Snowflake Access History: 8 ways to audit your account
- Date
- Ian WhitestoneCo-founder & CEO of SELECT
Access History is a view provided in the Snowflake database that is one of the most useful datasets when it comes to auditing and understanding usage in your Snowflake account. In this post, I’ll dive into what data the access history contains, and then share a number of different examples you can run in your account today.
What is in the Snowflake Access History?
The Access History contains 1 row per query executed in your account. For each query, it stores a number of different columns about objects accessed and/or modified by the query.
To start with, there are three columns that are helpful for looking up the queries you are interested in:
query_id
: the unique identifier for the queryuser_name
: the user who ran the queryquery_start_time
: when the query started
If additional information about the query is required, like the role it was executed with or the warehouse it ran on, you can join the access history dataset with the Snowflake Query History view.
In terms of what objects the query accessed, the view provides two columns:
direct_objects_accessed
: a JSON array of data objects the query directly accessesbase_objects_accessed
: a JSON array of data objects that a query either directly or indirectly accesses (i.e. the underlying tables that populate a view)
For objects a query modified, there are two columns:
objects_modified
: a JSON array that specifies the objects modified by a query.

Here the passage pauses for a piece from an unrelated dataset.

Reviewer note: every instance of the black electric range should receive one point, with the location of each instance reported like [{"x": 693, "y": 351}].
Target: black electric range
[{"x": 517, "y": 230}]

This will be populated forINSERT
,UPDATE
,MERGE
,CREATE
or similar types of queries that update/insert/delete records in a tableobjects_modified_by_ddl
: contains information about the DDL operation on a database, schema, table, view and/or column.
Direct vs. Base Objects Accessed
To understand the difference between direct and base objects accessed, consider the following query which accesses two columns from a view named user_sales_summary
:
select
user_name,
total_sales
from user_sales_summary
The direct_objects_accessed
column would include 1 entry for the direct access of the user_sales_summary
view, while the base_objects_accessed
column would contain two entries for the two underlying tables (users
and sales
) that power the view.
Access History Data Retention
Similar to other account usage views like the Snowflake Query History, Snowflake retains data from the last 365 days.
Is Access History available to all Snowflake customers?
The access history view is only available for Snowflake customers on a Snowflake Enterprise editions or higher.
Now that we’ve covered the basics, let’s get into some real examples you can run in your account to answer a variety of common questions.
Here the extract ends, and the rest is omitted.